A labor union is an association of workers whose common goal is to promote and protect the welfare, interests, and rights of its members. The interests of its members' customers is not a material concern. Nurses, for example, work in the health care industry, but a nurse's union does not have as its goal the furtherance of medical care. That might happen as a byproduct of having happier nurses, but better care of patients is not the reason for the union's existence. Better care of nurses is the object. The goals of a union do not always happen to coincide so nicely with the goals of customers though. The totality of the protection afforded member electricians by their union is legendary, but the existence such a union does nothing to increase the quality or reliability, nor reduce the cost of putting electricity into your home. Laws might have such an effect, and training, and market pressures, but that union's raison d'etre, collective bargaining, has naught to do with it. This latter is an example of a union whose internal goals are not aligned with the goals of its customers.
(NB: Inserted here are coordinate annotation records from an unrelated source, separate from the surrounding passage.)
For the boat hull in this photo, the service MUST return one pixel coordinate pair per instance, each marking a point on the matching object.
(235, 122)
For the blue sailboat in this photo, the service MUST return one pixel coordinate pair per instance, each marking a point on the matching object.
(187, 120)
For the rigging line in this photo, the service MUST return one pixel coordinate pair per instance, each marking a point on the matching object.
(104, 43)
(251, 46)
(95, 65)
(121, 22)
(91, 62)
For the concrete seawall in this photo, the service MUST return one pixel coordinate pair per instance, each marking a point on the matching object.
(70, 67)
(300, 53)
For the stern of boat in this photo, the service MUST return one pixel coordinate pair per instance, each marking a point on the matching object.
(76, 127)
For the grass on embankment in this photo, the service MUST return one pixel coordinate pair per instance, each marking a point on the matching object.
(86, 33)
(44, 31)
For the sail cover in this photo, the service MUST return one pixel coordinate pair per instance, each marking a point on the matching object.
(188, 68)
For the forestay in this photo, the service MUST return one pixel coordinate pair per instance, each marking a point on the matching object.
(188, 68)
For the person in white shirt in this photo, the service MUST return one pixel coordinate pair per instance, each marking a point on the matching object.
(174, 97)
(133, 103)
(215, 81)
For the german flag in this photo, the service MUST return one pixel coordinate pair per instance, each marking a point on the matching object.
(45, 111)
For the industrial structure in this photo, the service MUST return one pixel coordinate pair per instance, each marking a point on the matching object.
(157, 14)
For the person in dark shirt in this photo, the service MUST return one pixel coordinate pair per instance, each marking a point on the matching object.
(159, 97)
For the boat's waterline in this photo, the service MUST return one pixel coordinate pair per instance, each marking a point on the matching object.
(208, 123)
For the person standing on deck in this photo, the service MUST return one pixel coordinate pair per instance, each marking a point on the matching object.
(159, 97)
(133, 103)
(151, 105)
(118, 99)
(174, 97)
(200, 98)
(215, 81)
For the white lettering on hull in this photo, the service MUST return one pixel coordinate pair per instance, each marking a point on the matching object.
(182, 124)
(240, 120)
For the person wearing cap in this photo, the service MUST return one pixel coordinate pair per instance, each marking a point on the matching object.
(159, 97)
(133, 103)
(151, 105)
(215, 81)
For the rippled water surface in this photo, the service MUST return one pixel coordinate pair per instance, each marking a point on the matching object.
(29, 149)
NEA president Bob Chase has informed us that "NEA members are literally the guardians of the nation's brain trust."1 In fact, the National Education Association is the country's largest labor union. Its membership consists of public school teachers - public employees - people whose livelihood is in no way related to their ability to attract and satisfy paying customers, but depends instead on their ability to make a case for the continuance of tax dollar expenditures. Continued funding from a limited supply of tax dollars, monies controlled not by citizens but by elected officials, requires an extreme amount of influence, and can be delivered only by the collective effort of a large number of like-minded individuals. Acquiring and wielding that enormous influence, which typically takes the form of huge voting blocks and millions of dollars contributed to the National Democratic Party, is the method by which the NEA protects their members. Even a cursory perusal of their Internet site confirms absolutely that already self-evident conclusion. Of the hundreds of policy statements listed on their web site, to a bullet the NEA is in favor of anything and everything that would increase the need for more teachers - myriad new programs, smaller classes, earlier mandatory school age - and is opposed to anything that might increase competition and reduce that demand. Which is to say, everything that might result in giving families a greater choice, outside the public school system, of where to spend their education dollars. This article examines one of those NEA policy statements, the one which addresses homeschooling. What is so striking about this policy, like so many of their others, is not so much the pandering, self-serving, cliché-ridden and simply erroneous content, as the vehemence of the language.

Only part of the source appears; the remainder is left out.